Being committed to the duty of Cancer prevention, The Center offers a number of selected educational video materials to aid the concerned to understand more about Oncology.
Education can help ease the anxiety of the unknown.
It can help debunk the many myths people are told by well-meaning friends and family.
Moreover, we feel strongly that an educated patient is better able to advocate for themselves.
They are better prepared to care for themselves at home, manage side effects, and safely go through treatment.
A digital (finger) rectal examination is done to check for problems with organs or other structures in the pelvis and lower belly.
During the examination, a health professional gently puts a lubricated, gloved finger of one hand into the rectum.
He may use the other hand to press on the lower belly or pelvic area.
A digital rectal exam is done for men as part of a complete physical examination to check the prostate gland.
It has been recommended to start screening at the age of 50.
Males having a first degree relative with prostate cancer should start even earlier than that at 40 or 45.

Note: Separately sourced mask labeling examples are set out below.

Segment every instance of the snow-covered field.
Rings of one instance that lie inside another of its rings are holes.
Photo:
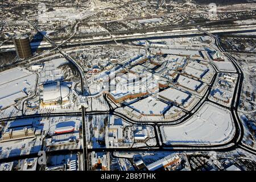
[[[0,109],[31,94],[35,89],[36,75],[16,67],[0,73]]]
[[[230,111],[207,102],[187,122],[176,126],[163,126],[161,132],[163,142],[167,144],[214,144],[230,140],[235,128]]]
[[[228,61],[214,61],[214,64],[218,67],[220,71],[224,72],[236,72],[236,69],[232,63]]]

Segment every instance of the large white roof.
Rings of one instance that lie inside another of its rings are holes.
[[[175,102],[179,105],[182,105],[189,95],[185,92],[170,88],[159,92],[159,96],[169,101]]]
[[[69,88],[66,85],[59,85],[55,83],[44,85],[43,90],[43,101],[44,102],[57,101],[61,97],[62,99],[68,96]]]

Prostate-specific antigen (PSA) is a protein produced by cells of the prostate gland.
The PSA test measures the level of PSA in the blood. The doctor takes a blood sample, and the amount of PSA is measured in a laboratory.
Because PSA is produced by the body and can be used to detect disease, it is sometimes called a biological marker or a tumor marker. It is normal for men to have a low level of PSA in their blood; however, prostate cancer or benign(not cancerous) conditions can increase a man’s PSA level.

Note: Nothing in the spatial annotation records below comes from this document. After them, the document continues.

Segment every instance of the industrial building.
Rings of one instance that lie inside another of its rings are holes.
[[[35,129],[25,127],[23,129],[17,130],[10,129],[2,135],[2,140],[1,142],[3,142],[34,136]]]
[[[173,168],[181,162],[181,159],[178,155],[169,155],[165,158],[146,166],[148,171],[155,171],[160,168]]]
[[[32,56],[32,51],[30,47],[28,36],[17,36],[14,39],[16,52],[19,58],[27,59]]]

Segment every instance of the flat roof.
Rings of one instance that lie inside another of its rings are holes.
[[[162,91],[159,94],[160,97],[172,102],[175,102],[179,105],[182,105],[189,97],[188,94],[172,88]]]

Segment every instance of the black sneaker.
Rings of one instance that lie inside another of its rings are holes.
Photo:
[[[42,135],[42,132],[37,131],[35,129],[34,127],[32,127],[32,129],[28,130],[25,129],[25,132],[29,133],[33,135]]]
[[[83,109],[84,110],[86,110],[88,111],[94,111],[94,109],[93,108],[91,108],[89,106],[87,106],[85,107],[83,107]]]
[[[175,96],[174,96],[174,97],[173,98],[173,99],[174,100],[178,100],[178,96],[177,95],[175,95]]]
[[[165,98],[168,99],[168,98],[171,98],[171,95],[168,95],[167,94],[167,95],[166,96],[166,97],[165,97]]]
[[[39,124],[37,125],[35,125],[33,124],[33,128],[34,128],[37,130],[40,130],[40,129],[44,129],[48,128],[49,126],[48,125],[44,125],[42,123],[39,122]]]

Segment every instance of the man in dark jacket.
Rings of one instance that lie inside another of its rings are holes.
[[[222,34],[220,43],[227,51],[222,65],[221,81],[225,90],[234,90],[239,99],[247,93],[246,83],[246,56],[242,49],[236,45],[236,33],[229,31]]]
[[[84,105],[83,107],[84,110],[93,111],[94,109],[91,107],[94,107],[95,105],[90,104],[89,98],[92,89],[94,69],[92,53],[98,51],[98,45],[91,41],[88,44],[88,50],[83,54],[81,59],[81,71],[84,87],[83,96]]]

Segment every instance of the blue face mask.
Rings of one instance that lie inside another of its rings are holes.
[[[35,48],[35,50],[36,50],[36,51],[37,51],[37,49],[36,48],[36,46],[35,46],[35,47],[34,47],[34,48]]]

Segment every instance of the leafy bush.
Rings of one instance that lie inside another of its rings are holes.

As men age, both benign prostate conditions and prostate cancer become more common. The most frequent benign prostate conditions are prostatitis (inflammation of the prostate) and benign prostatic hyperplasia (BPH) (enlargement of the prostate).
There is no evidence that prostatitis or BPH causes cancer, but it is possible for a man to have one or both of these conditions and to develop prostate cancer as well.

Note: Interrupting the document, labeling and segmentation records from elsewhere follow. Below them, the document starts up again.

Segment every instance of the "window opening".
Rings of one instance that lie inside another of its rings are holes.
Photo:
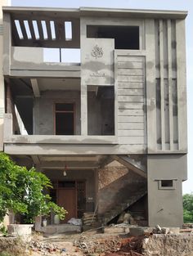
[[[115,49],[139,50],[139,26],[88,25],[87,37],[114,38]]]
[[[29,29],[28,20],[24,20],[24,25],[25,25],[25,31],[26,31],[26,34],[27,34],[28,39],[31,39],[32,38],[32,35],[31,35],[31,32],[30,32],[30,29]]]
[[[56,135],[74,134],[74,106],[73,103],[55,105]]]
[[[72,22],[65,21],[65,41],[72,41]]]
[[[173,186],[173,180],[162,180],[161,186]]]
[[[88,87],[88,134],[114,135],[113,86]]]
[[[23,36],[23,34],[22,34],[22,31],[21,31],[21,28],[20,28],[20,20],[15,20],[14,22],[15,22],[15,25],[16,25],[16,31],[17,31],[17,34],[18,34],[18,36],[19,36],[20,39],[24,39],[24,36]]]
[[[53,20],[50,21],[51,34],[52,40],[56,40],[55,24]]]
[[[35,34],[35,38],[37,40],[38,40],[39,39],[39,31],[38,31],[37,20],[32,20],[32,24],[33,24],[33,26],[34,26],[34,34]]]
[[[45,40],[47,40],[48,36],[47,36],[47,25],[45,20],[41,20],[41,25],[43,28],[43,38]]]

A man’s PSA level alone does not give doctors enough information to distinguish between benign prostate conditions and cancer.
However, the doctor will take the result of the PSA test into account when deciding whether to check further for signs of prostate cancer.
Doctors’ recommendations for screening vary.
Some encourage yearly screening for men over age 50, and some advise men who are at a higher risk for prostate cancer to begin screening at age 40 or 45.
Others caution against routine screening.
Although specific recommendations regarding PSA screening vary, there is general agreement that men should be informed about the potential risks and benefits of PSA screening before being tested.